Saucy

Mr. Tidbit doesn't know why, but there seems to be a sudden profusion of "skillet sauces" — something you add to sautéed meat and maybe vegetables to produce a main dish. Campbell's and Progresso have been joined now by spice merchant McCormick, which offers no fewer than seven skillet sauces "with natural spices," including fajita, BBQ chicken, Sicilian chicken and more. The website, helpfully but a bit oddly, classifies all the sauces by flavor attributes — smoky, salty, starchy, sweet, vegetable, "garlic-onionish," yeasty and umami.

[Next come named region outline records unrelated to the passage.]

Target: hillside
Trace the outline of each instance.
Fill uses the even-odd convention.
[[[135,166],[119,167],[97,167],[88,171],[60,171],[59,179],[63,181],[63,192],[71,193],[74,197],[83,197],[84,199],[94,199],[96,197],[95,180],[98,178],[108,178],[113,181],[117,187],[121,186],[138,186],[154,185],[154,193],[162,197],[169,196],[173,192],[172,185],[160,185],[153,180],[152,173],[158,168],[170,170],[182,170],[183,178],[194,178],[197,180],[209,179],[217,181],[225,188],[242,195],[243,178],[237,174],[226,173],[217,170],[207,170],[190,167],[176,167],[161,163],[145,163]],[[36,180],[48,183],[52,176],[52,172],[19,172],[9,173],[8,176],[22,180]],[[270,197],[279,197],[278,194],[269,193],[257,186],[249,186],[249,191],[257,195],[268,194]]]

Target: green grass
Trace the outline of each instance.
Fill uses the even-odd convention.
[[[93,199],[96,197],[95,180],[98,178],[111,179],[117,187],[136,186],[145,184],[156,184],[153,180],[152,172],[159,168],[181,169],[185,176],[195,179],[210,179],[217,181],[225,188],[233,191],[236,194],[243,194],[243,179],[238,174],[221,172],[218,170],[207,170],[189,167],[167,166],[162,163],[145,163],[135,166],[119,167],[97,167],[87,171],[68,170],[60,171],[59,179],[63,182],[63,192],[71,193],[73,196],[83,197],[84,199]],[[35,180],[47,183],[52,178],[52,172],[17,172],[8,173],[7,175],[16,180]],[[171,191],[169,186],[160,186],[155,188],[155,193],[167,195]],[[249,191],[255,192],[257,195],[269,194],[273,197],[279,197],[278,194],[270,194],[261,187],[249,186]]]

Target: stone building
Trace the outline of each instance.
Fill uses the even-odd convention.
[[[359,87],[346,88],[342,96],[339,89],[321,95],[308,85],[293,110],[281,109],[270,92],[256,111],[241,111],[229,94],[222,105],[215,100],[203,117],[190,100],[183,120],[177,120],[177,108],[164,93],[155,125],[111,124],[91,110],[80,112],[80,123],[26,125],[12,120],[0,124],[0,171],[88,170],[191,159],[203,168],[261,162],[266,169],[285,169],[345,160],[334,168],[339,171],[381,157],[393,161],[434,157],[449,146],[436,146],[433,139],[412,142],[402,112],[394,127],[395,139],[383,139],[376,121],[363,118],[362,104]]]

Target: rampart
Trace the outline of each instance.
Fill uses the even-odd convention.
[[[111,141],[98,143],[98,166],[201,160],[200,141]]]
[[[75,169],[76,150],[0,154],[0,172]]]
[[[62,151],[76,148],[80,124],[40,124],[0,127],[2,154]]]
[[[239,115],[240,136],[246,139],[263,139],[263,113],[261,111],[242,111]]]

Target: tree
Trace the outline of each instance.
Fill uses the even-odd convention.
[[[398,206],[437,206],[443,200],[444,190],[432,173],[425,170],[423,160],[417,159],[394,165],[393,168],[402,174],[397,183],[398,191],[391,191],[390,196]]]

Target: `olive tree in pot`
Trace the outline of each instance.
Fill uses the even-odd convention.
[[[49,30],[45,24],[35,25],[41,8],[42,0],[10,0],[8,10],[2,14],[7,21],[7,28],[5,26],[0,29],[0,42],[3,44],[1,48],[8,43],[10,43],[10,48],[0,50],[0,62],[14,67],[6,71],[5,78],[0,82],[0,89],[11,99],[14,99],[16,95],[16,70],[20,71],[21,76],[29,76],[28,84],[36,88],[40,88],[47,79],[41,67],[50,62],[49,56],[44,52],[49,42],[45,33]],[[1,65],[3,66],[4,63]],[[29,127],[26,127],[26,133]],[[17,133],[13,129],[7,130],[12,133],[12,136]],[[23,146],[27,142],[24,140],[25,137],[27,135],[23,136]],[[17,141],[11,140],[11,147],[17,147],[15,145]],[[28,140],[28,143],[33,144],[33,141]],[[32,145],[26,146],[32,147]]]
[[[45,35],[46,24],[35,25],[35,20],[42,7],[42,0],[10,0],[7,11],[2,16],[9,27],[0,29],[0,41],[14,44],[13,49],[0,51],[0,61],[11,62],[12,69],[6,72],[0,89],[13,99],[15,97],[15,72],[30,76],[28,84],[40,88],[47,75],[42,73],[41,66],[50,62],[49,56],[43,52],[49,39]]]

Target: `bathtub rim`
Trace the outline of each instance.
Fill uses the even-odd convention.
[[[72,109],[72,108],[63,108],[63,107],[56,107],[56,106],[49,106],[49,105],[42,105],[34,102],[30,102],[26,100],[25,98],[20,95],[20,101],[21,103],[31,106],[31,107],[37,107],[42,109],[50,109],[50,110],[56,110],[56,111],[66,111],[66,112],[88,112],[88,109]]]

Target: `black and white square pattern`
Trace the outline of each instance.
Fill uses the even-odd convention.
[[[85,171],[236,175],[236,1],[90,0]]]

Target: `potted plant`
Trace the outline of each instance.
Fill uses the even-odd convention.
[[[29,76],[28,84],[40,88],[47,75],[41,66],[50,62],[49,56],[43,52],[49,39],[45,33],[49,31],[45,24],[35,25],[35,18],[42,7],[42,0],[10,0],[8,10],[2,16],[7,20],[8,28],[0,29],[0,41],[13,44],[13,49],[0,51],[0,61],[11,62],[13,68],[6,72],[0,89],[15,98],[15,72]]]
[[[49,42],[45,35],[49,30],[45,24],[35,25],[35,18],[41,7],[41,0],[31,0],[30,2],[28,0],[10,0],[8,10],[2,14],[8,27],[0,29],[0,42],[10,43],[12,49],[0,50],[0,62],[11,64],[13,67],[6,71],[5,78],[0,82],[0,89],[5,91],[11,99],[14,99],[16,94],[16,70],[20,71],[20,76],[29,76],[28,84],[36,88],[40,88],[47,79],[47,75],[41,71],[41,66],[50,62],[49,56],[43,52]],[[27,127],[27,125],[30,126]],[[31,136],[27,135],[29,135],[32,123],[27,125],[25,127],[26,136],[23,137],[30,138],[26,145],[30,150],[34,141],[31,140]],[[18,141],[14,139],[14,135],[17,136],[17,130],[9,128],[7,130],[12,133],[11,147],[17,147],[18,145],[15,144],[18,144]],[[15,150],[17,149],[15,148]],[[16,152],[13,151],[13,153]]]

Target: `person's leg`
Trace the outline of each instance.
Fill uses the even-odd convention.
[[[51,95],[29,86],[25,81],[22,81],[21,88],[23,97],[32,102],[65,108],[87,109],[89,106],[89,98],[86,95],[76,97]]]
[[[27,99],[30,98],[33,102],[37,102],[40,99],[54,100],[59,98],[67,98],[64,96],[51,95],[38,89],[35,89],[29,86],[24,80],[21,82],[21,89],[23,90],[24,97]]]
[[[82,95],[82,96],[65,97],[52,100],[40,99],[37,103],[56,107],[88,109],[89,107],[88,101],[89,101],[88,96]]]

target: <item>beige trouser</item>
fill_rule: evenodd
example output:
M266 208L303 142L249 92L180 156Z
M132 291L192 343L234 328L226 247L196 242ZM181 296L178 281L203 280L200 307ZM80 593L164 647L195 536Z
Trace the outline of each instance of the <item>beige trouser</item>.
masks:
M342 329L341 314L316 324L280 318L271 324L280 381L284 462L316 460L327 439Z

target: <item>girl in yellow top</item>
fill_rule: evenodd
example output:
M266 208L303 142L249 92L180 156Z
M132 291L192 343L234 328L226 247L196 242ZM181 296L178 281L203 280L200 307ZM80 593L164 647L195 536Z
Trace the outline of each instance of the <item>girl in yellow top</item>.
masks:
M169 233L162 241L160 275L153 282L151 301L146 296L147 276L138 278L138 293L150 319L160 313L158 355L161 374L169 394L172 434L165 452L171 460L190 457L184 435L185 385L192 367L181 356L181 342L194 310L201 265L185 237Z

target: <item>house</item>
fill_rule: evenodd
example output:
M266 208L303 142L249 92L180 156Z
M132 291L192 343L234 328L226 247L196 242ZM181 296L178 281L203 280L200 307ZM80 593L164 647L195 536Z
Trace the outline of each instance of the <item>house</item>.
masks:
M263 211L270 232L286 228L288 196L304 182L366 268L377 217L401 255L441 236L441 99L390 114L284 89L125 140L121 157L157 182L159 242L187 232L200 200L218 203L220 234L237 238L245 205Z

In one of those probably-not-coincidences that Mr. Tidbit has never understood, all three brands of skillet sauces come in 9-ounce foil pouches.

Corny

New from Keebler's Club brand of crackers are Cornbread Cracker Bites, in two flavors: homestyle and jalapeño. Mr. Tidbit would allow that although the thick little yellow items are more like cornbread than, say, potato chips are like cornbread, they are far more like crackers than they are like cornbread. But they're not bad. And the jalapeño flavor is pretty spicy.

Snacky

Mr. Tidbit isn't sure why he delayed discussing the new Hillshire Snacking products when they first appeared earlier this year, but with the end of the year looming he wants to be sure to get them off his list. Maybe he was uncomfortable discussing Hillshire Snacking because that's the name of the products — Hillshire Snacking — and it keeps looking like he's forgotten the noun. In any case there are two lines:

One is grilled chicken bites with a choice of three dipping sauces. At the discount store where Mr. Tidbit found them, the 3.25-ounce trays were $2.29.

The other is four different cracker-cheese-sausage combinations called "small plates." But make that toast rounds, not crackers. Think basic Lunchables, but well up the food chain from that. The cheese-and-sausage combinations are Italian dry salami and Gouda, hot Calabrese salami and pepper Jack, Genoa salami and Gouda, and peppered salami and Gouda. Mr. Tidbit should note that the sausage is so upscale that in every case the package spells it "salame." These 3.2-ounce packages were $2.79, compared with the similar but far less trendy Lunchables in similar-size packages, which were $1.74 at the same store.